Since the first installment on this topic, my son's AAU team has gone 10-3 and gained some composure, a measure of confidence, and a sense that they can influence the outcome of the game by being in it -- consciously. They are understanding the difference between focus and anxiety.
Going on a road trip helped them become a team. Seven games in six days helped them become a team. Spending nearly every waking hour, meals, swimming, and even playing laser tag brought them together. (Oh, yeah, laser tag also sparked some disagreements, but none was permanent; it was a desire to beat each other and not personal animosity that caused some big talk.) Getting contributions from everyone -- literally, everyone -- raised their awareness that it can be anybody's day. A bunt when it counted, a caught liner at third leading to a double play with the bases loaded, a complete game pitched with a knuckleball featured as the main pitch, picking each other up after failure with fist-to-fist recognition. And a pre-game circle without the coaches, where what was said remains in the circle, brought them together.
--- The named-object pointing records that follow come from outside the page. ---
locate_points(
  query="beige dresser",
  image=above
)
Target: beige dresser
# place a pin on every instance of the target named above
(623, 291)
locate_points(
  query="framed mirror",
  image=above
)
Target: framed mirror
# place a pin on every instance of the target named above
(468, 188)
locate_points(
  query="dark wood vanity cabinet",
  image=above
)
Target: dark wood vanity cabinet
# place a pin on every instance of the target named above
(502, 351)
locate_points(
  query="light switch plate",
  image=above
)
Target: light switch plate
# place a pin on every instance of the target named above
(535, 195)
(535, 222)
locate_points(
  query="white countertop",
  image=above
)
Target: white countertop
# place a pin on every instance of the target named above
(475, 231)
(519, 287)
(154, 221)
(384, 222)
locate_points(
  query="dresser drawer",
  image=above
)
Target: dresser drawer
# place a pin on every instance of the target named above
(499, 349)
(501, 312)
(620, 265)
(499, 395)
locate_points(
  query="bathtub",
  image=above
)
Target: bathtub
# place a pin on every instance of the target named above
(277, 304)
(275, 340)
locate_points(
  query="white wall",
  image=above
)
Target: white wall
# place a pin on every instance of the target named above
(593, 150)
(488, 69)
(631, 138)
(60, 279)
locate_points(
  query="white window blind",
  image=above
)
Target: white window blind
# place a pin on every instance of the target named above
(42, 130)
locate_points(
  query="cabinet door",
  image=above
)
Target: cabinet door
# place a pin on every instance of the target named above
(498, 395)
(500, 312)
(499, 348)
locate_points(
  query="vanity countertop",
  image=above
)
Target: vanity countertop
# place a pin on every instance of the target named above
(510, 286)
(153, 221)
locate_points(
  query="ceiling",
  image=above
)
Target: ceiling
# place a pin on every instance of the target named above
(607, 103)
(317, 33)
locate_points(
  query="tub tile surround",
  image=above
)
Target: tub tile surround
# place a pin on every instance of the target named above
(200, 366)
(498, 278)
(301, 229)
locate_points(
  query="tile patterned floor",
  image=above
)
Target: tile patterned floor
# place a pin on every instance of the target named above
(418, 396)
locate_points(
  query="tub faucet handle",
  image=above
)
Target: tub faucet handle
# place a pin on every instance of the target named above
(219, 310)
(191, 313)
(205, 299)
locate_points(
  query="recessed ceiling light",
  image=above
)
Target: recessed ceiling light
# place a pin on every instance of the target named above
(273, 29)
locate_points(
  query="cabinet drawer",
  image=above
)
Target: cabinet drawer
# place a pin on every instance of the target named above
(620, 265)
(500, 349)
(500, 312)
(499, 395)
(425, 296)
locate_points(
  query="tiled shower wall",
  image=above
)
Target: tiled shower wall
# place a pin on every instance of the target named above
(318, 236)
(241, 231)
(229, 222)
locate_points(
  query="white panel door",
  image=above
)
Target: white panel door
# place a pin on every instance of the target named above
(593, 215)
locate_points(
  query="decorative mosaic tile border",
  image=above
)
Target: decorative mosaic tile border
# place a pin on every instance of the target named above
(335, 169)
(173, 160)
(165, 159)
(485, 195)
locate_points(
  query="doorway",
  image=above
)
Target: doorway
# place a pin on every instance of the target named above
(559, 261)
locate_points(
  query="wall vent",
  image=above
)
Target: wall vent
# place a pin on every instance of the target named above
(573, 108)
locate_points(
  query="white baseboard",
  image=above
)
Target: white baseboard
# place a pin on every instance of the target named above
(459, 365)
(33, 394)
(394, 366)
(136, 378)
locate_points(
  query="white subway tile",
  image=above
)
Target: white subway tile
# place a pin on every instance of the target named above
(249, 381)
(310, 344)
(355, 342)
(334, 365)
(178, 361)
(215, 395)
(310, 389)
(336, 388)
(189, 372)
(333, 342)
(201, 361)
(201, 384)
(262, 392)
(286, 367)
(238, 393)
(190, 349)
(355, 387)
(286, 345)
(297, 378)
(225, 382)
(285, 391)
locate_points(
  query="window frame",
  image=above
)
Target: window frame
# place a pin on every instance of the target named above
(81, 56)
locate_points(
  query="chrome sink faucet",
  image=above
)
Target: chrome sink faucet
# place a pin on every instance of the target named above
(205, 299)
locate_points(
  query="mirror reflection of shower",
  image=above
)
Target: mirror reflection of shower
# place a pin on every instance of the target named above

All these things they did on their own, decisions they made sometime, someplace that changed their approach.
Yeah, it's amazing with some wins will do and they still need to be really tested playing against teams that beat them (soundly in at least one case) this weekend, but they decided to take responsibility for themselves and each other and have played with the intention of winning.
It's the steps not the finish line that mark progress, and they are learning that the steps are their own.
One thing is for sure: baseball is a learning experience, every day.